IBM announced on Wednesday (19) a partnership so that its Watson supercomputer is used in a project of genetic medicine to help in personalized treatment of cancer patients.
The program of the Center for Genome New York (NYGC) will allow physicians to tailor the treatment to the genetic profile of each patient.The first phase of the project will focus on patients with glioblastoma, a brain tumor that kills 13,000 people a year in the U.S..
To enjoy the potencila processing supercomputer Watson will seek studies and clinical data in the medical journal to link them to genetic mutations of patients. “The doctors have very little time, and not have the tools necessary to offer treatments to their patients based on their DNA,” reported NYGC and IBM in a joint statement.
“This joint initiative want to accelerate the complex process by identifying patterns in gene sequence and medical data, to create opportunities that help doctors to carry the promise of genetic medicine to their patients.”

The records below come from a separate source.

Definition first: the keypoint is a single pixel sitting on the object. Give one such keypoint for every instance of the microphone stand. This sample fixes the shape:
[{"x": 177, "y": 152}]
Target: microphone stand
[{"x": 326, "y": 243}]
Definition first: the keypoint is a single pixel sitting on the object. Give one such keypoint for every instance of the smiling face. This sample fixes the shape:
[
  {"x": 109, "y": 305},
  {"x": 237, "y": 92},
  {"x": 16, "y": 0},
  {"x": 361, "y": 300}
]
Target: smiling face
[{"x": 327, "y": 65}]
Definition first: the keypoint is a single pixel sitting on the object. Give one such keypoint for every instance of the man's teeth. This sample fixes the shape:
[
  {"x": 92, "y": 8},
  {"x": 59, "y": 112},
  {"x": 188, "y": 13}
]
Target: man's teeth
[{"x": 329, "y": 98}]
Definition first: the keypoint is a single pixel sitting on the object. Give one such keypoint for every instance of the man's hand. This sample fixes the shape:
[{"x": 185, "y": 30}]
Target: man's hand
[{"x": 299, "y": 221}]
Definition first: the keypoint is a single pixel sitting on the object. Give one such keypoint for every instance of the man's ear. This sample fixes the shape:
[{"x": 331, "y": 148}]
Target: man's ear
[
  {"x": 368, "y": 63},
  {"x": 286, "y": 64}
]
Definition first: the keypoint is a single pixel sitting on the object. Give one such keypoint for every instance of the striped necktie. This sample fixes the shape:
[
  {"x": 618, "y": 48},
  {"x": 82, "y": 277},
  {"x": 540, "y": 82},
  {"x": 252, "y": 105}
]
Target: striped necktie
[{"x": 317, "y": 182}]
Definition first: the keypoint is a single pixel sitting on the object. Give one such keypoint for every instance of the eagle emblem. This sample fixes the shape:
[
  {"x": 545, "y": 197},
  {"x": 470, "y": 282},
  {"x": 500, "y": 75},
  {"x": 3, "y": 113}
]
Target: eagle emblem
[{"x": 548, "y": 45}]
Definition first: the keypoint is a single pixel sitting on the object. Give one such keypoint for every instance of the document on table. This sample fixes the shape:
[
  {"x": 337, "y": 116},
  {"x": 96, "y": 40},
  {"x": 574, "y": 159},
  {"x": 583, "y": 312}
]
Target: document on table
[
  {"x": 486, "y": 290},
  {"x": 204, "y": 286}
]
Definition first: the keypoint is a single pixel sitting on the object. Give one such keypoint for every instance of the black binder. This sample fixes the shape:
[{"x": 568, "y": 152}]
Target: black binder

The president and scientific director of NYGC, Robert Darnell, said that since the sequencing of the human genome, for over 10 years, “the real challenge we face is how to make sense of the massive amount of data and transform that information into better treatments for patients. “
IBM had already associate in September 2011 to the insurance company WellPoint to implement the first commercial application of the calculation capabilities of Watson, developed to help doctors make diagnoses and treat their patients.
The supercomputer gained fame in February 2010 after winning two human champions at the game of questions and answers “Jeopardy!” Traditional program on American television.
Watson, named after IBM fundadador, Thomas Watson, uses a series of algorithms to determine extremely quickly which the response is more likely to be correct.